Android NN Survey - PaddlePaddle/Mobile GitHub Wiki

Introduction

The Android Neural Networks API (NNAPI) is an Android C API designed for running computationally intensive operations for machine learning on mobile devices. NNAPI is designed to provide a base layer of functionality for higher-level machine learning frameworks (such as TensorFlow Lite, Caffe2, or others) that build and train neural networks. The API is available on all devices running Android 8.1 (API level 27) or higher.

Architecture

NNAPI supports inferencing by applying data from Android devices to previously trained, developer defined models.
Apps typically would not use NNAPI directly, but would instead directly use higher-level machine learning frameworks.
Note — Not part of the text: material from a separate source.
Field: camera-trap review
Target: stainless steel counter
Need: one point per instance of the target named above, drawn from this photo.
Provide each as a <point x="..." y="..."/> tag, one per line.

For example, Android apps could use PaddlePaddle mobile, which will internally use NNAPI to perform hardware-accelerated inference operations on supported devices.
Based on App requirements and the hardware capability on the Android device, NNAPI can distribute computation on the following on-device processors:
- dedicated neural networks hardware
- Graphic Processing Units (GPU)
- Digital Signal Processing Unit (DSP)
For devices that lack a specialized vendor driver, the NNAPI runtime relies on optimized code to execute requests on the CPU.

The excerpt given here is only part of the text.